Memory Lane is a series of reconstructed shops from recent Korean history - the 1960's and 70's. A comic book store, record shop, barber shop, cafe, clothing store. Museum visitors can see 'normal' buildings filled with 'normal' wares of the period. Which can be quite exotic for the majority of visitors to the museum - both foriegners and young Koreans. From my own observations earlier this week, memory Lane offers the opportunity for Koreans who experienced the 60's and 70's to share these experiences with their children and friends.
Koreans are not the only ones involved in documenting contemporary society.
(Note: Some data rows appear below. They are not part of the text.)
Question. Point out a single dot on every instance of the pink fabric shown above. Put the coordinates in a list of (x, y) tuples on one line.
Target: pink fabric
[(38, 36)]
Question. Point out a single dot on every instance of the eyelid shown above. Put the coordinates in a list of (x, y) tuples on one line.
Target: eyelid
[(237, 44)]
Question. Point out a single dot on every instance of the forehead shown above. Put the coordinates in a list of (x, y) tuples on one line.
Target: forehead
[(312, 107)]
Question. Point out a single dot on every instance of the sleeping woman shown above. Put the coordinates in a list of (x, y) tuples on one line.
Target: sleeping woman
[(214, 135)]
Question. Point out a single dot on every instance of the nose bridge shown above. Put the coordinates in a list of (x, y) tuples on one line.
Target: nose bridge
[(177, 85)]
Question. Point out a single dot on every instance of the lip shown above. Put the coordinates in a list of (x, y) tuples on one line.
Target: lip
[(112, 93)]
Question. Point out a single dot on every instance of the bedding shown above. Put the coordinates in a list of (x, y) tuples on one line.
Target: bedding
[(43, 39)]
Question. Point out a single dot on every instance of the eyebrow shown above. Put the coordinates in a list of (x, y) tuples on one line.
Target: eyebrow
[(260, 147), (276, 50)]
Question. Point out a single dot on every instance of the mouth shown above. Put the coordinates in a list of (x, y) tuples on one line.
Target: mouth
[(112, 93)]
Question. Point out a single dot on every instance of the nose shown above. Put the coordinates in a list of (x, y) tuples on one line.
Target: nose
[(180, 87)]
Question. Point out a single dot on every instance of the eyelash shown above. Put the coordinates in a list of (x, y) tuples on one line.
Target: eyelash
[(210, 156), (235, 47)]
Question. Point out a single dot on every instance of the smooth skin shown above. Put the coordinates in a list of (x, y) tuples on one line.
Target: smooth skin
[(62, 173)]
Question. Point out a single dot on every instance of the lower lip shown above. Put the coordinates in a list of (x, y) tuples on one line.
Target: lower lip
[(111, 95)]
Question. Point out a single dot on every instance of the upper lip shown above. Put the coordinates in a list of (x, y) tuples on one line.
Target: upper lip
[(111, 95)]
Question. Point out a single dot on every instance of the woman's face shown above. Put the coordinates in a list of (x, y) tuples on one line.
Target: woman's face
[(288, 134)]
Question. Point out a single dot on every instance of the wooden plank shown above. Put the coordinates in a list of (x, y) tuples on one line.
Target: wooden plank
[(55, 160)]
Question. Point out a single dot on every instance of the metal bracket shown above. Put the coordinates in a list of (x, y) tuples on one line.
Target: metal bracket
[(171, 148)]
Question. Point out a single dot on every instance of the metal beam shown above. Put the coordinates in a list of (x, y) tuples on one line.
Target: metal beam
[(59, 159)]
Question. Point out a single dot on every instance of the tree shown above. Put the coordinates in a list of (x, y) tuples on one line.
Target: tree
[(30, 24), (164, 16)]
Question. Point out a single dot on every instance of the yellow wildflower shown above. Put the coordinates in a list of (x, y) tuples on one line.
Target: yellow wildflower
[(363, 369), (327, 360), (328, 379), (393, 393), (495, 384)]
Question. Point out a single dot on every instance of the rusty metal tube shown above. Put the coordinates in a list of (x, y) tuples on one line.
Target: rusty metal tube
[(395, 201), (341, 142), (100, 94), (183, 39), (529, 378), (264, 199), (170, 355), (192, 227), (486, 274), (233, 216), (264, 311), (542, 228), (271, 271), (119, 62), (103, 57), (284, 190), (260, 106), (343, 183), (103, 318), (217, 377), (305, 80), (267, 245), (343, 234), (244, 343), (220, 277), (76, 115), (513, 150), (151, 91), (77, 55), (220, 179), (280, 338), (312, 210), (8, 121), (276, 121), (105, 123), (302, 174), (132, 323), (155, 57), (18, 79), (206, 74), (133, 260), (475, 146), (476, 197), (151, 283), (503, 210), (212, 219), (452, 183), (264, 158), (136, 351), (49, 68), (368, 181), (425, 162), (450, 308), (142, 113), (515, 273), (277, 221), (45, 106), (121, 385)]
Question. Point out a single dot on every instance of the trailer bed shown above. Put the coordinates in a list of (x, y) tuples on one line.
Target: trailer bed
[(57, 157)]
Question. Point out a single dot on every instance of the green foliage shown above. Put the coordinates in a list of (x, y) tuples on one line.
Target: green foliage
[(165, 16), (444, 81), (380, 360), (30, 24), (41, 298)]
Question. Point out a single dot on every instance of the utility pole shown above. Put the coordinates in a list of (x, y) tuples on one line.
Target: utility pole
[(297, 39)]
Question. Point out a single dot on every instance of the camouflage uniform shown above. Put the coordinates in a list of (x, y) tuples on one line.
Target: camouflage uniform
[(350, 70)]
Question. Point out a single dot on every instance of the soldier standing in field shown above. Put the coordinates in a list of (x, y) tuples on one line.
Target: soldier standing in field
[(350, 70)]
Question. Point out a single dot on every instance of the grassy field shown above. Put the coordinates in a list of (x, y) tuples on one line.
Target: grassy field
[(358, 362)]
A similar project is the reconstructed apartment building at the Norwegian Museum of Cultural History, showing authentic apartment interiors from the time of Ibsen to a Pakistani-Norwegian home from 2002.
The Korean and Norwegian projects each underscore the ephemeral qualities of time. We see the results of recent periods all around us, but when we try to actively recreate them (such as finding authentic linoleum from the 1980's, or a battery for a mobile phone made in 2005), the blank face of the linoleum seller or the phone store woman tell us that consumer products are generally consumed, not carried on for the future. Museums have a niche that they can fill here, as long as they can grab ahold of time while it continually fades around us.